Ontem fiz de conta que minha mãe não morreu
E que nem sequer é aquela estrela brilhante
Que a nuvem negra da morte escondeu,
E que jamais me olvidou no seu esplendor radiante!
Ontem fiz de conta que era mil nove cinquenta e sete
Que está um frio que nos faz até tremer
E que o meu paizinho ainda me promete
Que vão chegar muito boas prendas para eu ter!

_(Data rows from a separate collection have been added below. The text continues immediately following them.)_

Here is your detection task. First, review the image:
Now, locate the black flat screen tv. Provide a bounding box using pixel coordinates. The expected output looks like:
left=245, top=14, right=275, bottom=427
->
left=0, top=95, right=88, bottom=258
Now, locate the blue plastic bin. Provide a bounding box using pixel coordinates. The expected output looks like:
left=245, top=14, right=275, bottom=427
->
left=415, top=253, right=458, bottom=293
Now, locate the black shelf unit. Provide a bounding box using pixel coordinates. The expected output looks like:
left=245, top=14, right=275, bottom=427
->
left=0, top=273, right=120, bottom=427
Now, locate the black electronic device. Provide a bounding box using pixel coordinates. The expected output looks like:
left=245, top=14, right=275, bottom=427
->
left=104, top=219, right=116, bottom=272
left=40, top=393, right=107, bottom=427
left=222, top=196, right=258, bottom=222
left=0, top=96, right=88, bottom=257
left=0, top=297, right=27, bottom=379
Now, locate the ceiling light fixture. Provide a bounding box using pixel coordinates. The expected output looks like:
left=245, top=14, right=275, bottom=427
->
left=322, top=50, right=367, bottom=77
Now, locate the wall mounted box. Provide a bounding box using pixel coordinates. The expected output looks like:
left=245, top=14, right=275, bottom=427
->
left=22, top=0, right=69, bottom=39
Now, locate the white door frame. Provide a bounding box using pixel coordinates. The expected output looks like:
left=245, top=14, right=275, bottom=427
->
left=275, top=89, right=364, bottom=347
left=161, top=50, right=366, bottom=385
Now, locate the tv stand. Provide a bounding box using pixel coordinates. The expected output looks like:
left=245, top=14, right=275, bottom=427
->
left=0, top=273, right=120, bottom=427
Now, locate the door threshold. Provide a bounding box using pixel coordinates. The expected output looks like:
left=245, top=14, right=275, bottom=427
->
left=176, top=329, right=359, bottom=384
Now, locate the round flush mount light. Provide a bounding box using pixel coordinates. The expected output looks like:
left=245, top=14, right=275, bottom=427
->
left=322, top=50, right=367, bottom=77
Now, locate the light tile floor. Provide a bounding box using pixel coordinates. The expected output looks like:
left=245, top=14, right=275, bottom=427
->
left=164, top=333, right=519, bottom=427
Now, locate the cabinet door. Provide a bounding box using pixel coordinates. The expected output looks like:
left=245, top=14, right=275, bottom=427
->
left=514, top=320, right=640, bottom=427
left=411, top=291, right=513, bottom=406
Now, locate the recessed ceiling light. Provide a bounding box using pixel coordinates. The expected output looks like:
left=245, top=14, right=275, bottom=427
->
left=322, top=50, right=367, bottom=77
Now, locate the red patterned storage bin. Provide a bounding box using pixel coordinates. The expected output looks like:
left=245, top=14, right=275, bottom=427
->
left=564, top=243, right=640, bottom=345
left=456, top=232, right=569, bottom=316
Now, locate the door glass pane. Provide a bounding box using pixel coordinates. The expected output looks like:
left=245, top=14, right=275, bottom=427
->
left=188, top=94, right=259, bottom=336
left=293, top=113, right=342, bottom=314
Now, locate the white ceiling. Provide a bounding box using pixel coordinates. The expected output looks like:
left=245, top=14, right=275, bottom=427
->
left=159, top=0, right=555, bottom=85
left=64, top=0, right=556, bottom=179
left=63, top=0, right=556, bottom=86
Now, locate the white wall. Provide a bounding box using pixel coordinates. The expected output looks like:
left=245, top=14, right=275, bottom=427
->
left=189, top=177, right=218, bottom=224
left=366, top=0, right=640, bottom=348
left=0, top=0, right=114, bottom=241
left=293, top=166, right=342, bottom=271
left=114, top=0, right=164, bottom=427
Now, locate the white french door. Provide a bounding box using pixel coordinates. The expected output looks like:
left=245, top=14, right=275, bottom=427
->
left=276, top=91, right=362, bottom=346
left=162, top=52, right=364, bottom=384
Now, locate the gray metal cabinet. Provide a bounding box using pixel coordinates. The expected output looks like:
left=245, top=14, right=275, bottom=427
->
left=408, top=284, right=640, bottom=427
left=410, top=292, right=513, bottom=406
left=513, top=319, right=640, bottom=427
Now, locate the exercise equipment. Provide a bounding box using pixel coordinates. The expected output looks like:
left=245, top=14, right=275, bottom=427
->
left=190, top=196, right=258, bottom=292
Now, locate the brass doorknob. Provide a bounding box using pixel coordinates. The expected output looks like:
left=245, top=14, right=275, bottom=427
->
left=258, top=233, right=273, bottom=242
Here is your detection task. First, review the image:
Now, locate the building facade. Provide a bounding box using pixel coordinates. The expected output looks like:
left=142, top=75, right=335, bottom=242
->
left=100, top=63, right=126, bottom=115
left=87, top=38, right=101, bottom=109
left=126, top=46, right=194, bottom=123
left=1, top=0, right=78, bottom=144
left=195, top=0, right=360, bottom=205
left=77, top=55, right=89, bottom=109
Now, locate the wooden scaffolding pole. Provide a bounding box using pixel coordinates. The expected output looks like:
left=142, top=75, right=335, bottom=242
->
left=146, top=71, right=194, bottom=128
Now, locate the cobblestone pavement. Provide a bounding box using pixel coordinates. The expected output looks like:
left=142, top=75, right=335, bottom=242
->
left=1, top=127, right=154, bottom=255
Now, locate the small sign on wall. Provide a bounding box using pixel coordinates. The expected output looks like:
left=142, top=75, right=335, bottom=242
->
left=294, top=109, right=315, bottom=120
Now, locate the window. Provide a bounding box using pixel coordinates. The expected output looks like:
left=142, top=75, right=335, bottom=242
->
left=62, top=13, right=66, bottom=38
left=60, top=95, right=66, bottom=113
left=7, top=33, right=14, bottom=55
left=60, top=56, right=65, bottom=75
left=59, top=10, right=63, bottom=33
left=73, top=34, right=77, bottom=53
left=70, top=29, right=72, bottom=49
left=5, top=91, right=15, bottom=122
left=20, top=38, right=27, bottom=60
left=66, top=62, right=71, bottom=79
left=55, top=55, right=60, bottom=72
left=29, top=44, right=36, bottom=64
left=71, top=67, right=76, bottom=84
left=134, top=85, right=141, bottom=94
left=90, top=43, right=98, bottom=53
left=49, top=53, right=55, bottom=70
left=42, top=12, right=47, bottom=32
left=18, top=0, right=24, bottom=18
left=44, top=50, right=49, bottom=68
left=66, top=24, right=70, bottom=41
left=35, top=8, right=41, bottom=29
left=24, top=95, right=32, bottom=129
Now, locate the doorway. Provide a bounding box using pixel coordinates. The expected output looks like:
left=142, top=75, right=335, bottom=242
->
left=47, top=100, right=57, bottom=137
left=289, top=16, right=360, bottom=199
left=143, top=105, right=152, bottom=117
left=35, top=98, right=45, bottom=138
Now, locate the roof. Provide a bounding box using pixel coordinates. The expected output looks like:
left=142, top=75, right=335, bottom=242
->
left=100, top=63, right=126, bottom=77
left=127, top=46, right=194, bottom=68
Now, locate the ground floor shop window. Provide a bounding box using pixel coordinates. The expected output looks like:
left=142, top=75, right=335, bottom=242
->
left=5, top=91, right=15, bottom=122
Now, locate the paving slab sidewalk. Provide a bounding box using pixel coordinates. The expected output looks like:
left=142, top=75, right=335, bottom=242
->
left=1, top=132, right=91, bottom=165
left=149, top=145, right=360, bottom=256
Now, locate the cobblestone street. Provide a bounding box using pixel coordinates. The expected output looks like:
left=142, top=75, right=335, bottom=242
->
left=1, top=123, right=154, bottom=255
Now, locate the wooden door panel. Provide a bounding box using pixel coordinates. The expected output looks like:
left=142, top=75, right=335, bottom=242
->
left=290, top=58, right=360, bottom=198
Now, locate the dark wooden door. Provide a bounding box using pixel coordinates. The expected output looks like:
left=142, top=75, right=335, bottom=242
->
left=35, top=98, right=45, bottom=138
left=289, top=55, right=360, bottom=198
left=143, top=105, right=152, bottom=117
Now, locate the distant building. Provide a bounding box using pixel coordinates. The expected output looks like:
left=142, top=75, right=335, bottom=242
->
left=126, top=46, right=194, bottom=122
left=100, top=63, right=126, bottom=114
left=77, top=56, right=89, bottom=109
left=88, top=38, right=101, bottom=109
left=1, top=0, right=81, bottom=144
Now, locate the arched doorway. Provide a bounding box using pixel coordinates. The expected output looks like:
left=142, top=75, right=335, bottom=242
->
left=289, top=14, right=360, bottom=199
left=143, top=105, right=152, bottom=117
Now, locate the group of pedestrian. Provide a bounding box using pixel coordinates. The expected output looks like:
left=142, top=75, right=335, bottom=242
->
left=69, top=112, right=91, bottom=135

Ontem fiz de conta que tu, minha mãe, fazias
Não só para mim mas para nós
Meia dúzia de azevias
Depois mais meia dúzia de filhós!
Ontem fiz de conta que o meu adorado pai
Já limpara a chaminé sem eu mesmo saber
Pois vai ser ali por ela que a apetecida prenda cai
Quando o Menino Jesus descer!
Ontem fiz de conta que o meu sapatinho
Vai ter poucos presentes
Por ser assim tão pequerruchinho
Só terá coisas mais urgentes.
Ontem fiz de conta que acreditava
Ainda no Menino Jesus ou Pai Natal
E que não era os meus pais quem comprava
E isso não me fez sentir nada mal.
Ontem fiz de conta que já estava deitado
À espera do meu ansiado Menino
Com um olho aberto e outro fechado
Tal qual como quando era pequenino.
Ontem fiz de conta que já era velho
Com umas enormes barbas brancas
Mirei-me no meu partido espelho
E descortinei milhões de rugas. Ena tantas…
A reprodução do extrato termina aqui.